[answered] 3-phase permanent magnet alternators

Just started fiddling with these, prompted by the fact that my son's motorbike has one for charging. I had just kind of assumed all alternators were like car ones (field coils), whereas making a PM version (perm magnets on rotor, windings on stator) for experimenting is within even my powers.

(Real reason: I'm still looking for stuff to stick my new 'scope probes into....)

Anyhoo, to my question, after much Googling and YouTubing. 3 phases often means 9 coils (3x3 in series, spread out round the clock) and it also seems common to go for 12 magnets. I'm wondering if the 12 magnets for 9 coils is deliberate / significant?

Look at the attached pic (and I apologise for quality: it's a screen shot of a paused YouTube vid). It seems (if you look at 10, 2 and 6 o'clock more-or-less) that 12 magnets for 9 coils gives you (they way they're spread out) a magnet between 2 coils and a magnet each entering and leaving those 2 coils.

So is that by design? Is that why 12 magnets is common with 9 coils? I suppose this arrangement gives each phase a fair shot, and also smooths out the AC into a nice sine-wave? Another video kind of implied that.

Edit. Pic attribution: BeefyCrackers12

3phase magneto alt.PNG

A electrical rotational machine (motor or generator) is characterized by its number of poles. That is magnetical poles in rotor for ac machines or magnetical poles in the stator for dc machines (A BLDC is actually a synchronous machine with the ac generated by the driver). Since maxwells laws state that there are no magnetical monopoles this is always a even number. The number of poles decide the ratio between number of electrical periods and angular advance. A 2 pole machine rotates a full revolution for each electrical period. A 4 pole machine rotates half a revolution for each period and so on. This is independent of the number of phases used to drive the coils.
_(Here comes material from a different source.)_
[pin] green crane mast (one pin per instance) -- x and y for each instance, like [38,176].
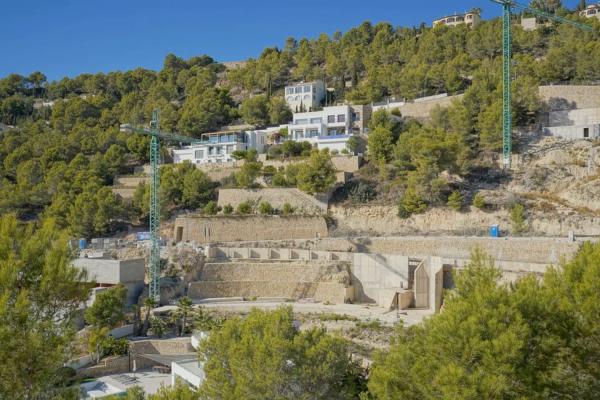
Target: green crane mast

So far for the simple theory.
In practice the layout of the coil-slots affects torque ripple, harmonics and zero sequence currents.
This will provide some more info:

The number of poles is even because they alternate N-S-N-S, nothing to do with monopoles!

Talk of pole-pairs if you want, then one electrical "revolution" per pole-pair.

There's a multiple of 3 coils in a 3-phase machine, and there is a phase coil (usually)
1 or 2 times per pole-pair. There are many ways to wind a motor though, all that matters
is that the phases are 120 electrical degrees apart in the finished stator:
http://www.bavaria-direct.co.za/info/

What's "teeth" in that table, coils? Looks like it.

Also it's not clear there if blue's "good combination" is better or worse than white's "it works" 8), but what's clear there is that for 9 coils (it that's what "teeth" are), the all 9 are wound the same direction with 12 magnets.I was going to do that in the absence of any other info.

Nice blog there, def worth a bookmark.

edit: I emailed the blogger to ask those 2 questions.)

more edit: And got answer. Yep teeth are coils and blue is better than white. So in fact for 9 coils, 10 magnets is better than 12 (reason unstated). BUT.... with 10 magnets the wiring is a bit more complex since the middle coil of each triplet is opposite hand; with 12, they're all the same.

That really answers my question so thanks to MarkT for the link to my compatriot's site.